In fact, recently released documents show that in February Proton gave the team debt, estimated at £35m, which enabled it to be released from its obligations under secured loans with Renault and bankrupt Lithuanian bank AB Snoras. According to the team's accounts to 31 December 2010, it owed a total of £20m to Renault whilst Snoras was due £15.3m. The bank had first ranking security interest over the team's assets, meaning that it could take them over if its loan was not paid back, but this was dropped when the debt from Proton was received.

The documents also reveal that Proton signed a call option agreement with Genii on 3 February and, as Pitpass has previously reported, an F1 insider says that this entitles the car manufacturer to a buy a 50% stake in the team. Proton has not yet taken up the option but this may only be a matter of time now that the team is officially known as Lotus.

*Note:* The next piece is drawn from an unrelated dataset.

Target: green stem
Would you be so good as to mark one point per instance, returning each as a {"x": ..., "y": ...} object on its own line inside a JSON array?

With hindsight it would seem to be an incredibly sensible solution for the team to have changed its name from Lotus Renault to Lotus with the former Team Lotus now being known as Caterham. Putting distance between the two teams makes sense since the former Team Lotus is weaker than Lotus in terms of performance.

Likewise, the former Team Lotus is now embroiled in a couple of scandals. It recently lost a lawsuit involving it being in possession of confidential data from its rival Force India. As if that wasn't enough, late last year the team's parent company also appointed two journalists to its board as non-executive directors, one of them keeping completely quiet on his own website for months despite writing glowing reports about Caterham and damning pieces about its rivals such as Force India and Lotus. It opened the two journalists to calls of acting as press officers for the team and, perhaps worryingly, Caterham co-owner Tony Fernandes simply said that they are "extraordinary individuals" when the possible conflict was pointed out to him.

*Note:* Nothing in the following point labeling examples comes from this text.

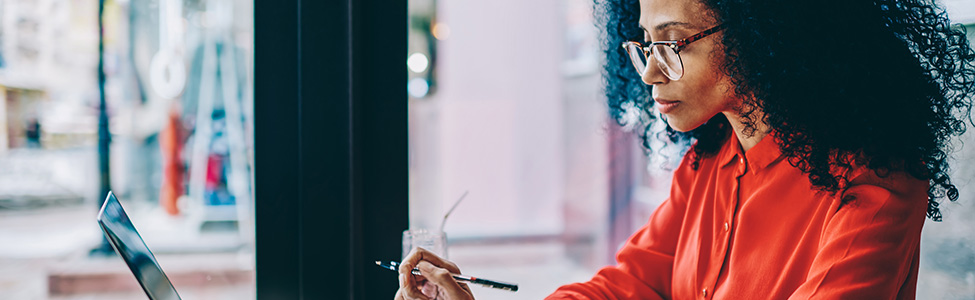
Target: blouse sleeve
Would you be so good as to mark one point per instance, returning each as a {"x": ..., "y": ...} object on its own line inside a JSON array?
[
  {"x": 644, "y": 264},
  {"x": 871, "y": 245}
]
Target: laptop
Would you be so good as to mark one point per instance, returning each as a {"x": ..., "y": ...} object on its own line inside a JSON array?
[{"x": 132, "y": 248}]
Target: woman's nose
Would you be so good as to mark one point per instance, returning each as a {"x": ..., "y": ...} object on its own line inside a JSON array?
[{"x": 652, "y": 75}]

To be scrupulously fair, Fernandes has bigger problems which is another reason why it may make sense for Lotus to put distance between it and the former Team Lotus. In two days time, Fernandes' airline AirAsiaX will suspend its six weekly flights between Kuala Lumpur and London as well as its four weekly flights between Kuala Lumpur and Paris. This follows recent suspensions of its services between Kuala Lumpur and Mumbai and Kuala Lumpur and New Delhi. Next on the chopping block is New Zealand as AirAsia X recently announced that it is cancelling direct services between Kuala Lumpur and Christchurch. It is all due to what the airline calls "soaring taxes and higher jet fuel prices" and it highlights that airlines, like F1 teams, are not cheap businesses to be in.